Indeed, despite its finding on the Khan strike, the Joint Committee’s report does confirm the existence of a wider British policy “to use lethal force abroad, even outside of armed conflict, against individuals suspected of planning an imminent terrorist attack against the UK, when there is no other way of preventing the attack” (emphasis in original). The Committee calls for the government to clarify its view of some legal questions surrounding this policy, in particular its understanding of the meaning of the requirements of “armed attack” and “imminence” in the international law of self-defense, and its view on the rules that would govern the conduct of any action that uses lethal force outside armed conflict. The British government’s position on the second point emerges as particularly unclear in the report, but this may reflect in part the fact that the Committee has given too much weight to some comments from the Defence Secretary (suggesting that the targeting prerogatives implicit in the laws of war would apply even outside armed conflict) that are surely not reflective of the government’s true position. Finally, the report calls for clear independent accountability mechanisms, including automatic referral to Parliament’s Intelligence and Security Committee, when lethal force is used outside armed conflict.

The Committee’s view is that human rights law provides the framework for the use of lethal force against terrorists outside an armed conflict — a position that in general terms would be widely supported in Europe. (Although, as the report acknowledges, the British government is appealing last year’s High Court ruling in Al Saadoon that would bring the use of lethal force overseas within the reach of the European Convention on Human Rights.) In a key passage, the report accepts that human rights law would permit targeted strikes against terrorists where “there was a real and immediate threat to life by ISIL/Da’esh fighters and the use of force was proportionate to the threat to life posed by those fighters. Any assessment of the necessity and proportionality of the use of force will have to take account of the unprecedented nature and seriousness of the threat posed by ISIL/Da’esh.” This language seems less permissive than the test of a “continuing, imminent threat” applied as a matter of policy by the Obama administration, but more permissive than other statements by human rights experts, such as Philip Alston’s suggestion in 2010 that “outside the context of armed conflict, the use of drones for targeted killing is almost never likely to be legal.”

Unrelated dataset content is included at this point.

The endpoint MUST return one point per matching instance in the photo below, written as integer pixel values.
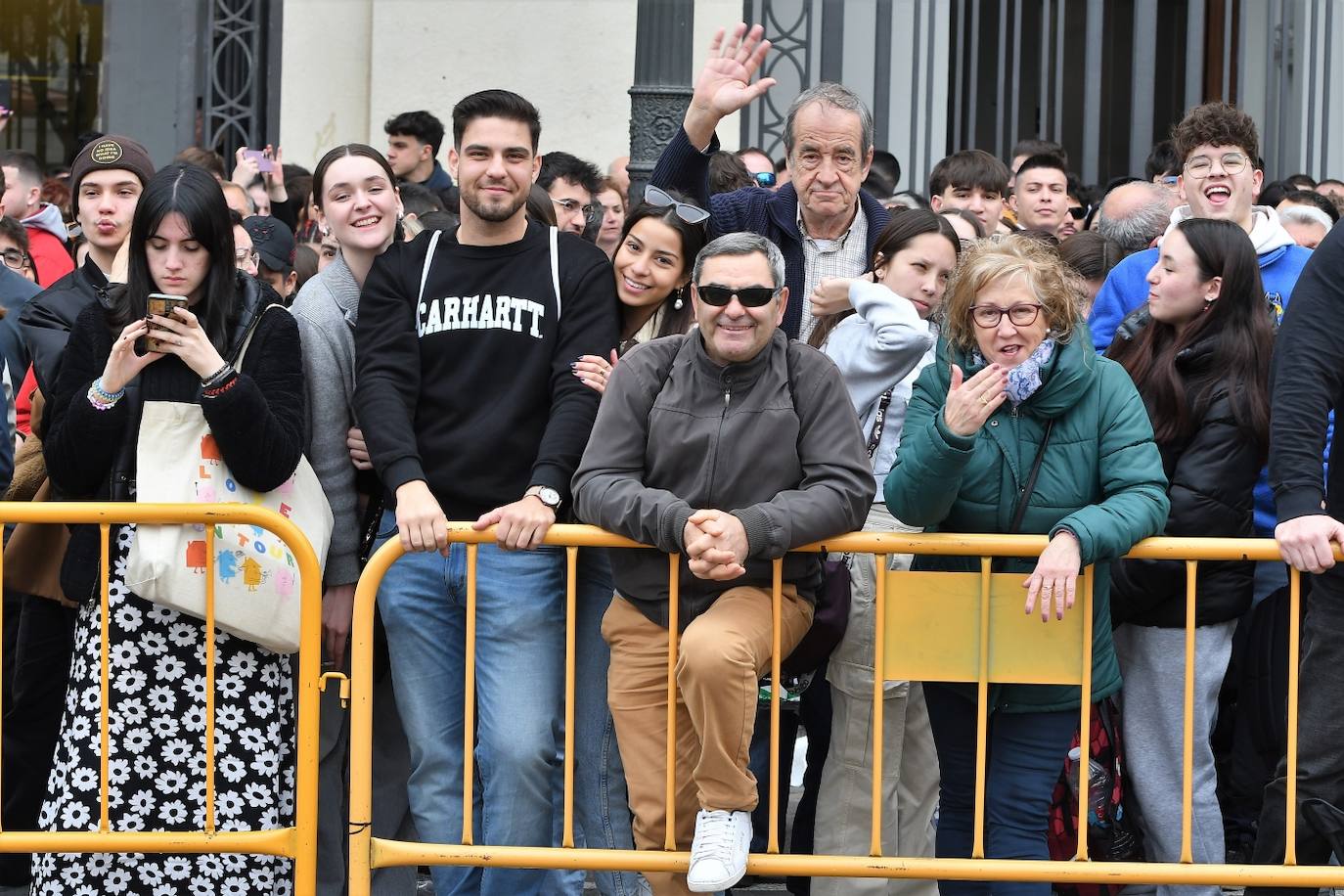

The report gives one indication of how it believes this standard might apply in practice by referring to the US attack on an ISIS training camp in Sabratha, Libya earlier this year, which was launched from bases in the UK. Quoting a Pentagon spokesman as saying that the group that was attacked “had ill intent on its mind,” the report writes that whether the requirement of necessity in human rights law is satisfied when 41 people are killed with such justification “requires careful scrutiny.”

The Committee’s central recommendations are sensible and valuable, and with luck it will help to promote greater debate and clarity in the UK and perhaps elsewhere in Europe as European countries increasingly find themselves drawn into military counterterror action. However, the report’s exclusive concern with targeted strikes outside armed conflict risks missing a new dimension of European counterterror wars, in which individualized targeting and conventional military campaigns coexist; such campaigns pose strategic and normative questions that are likely to require further debate.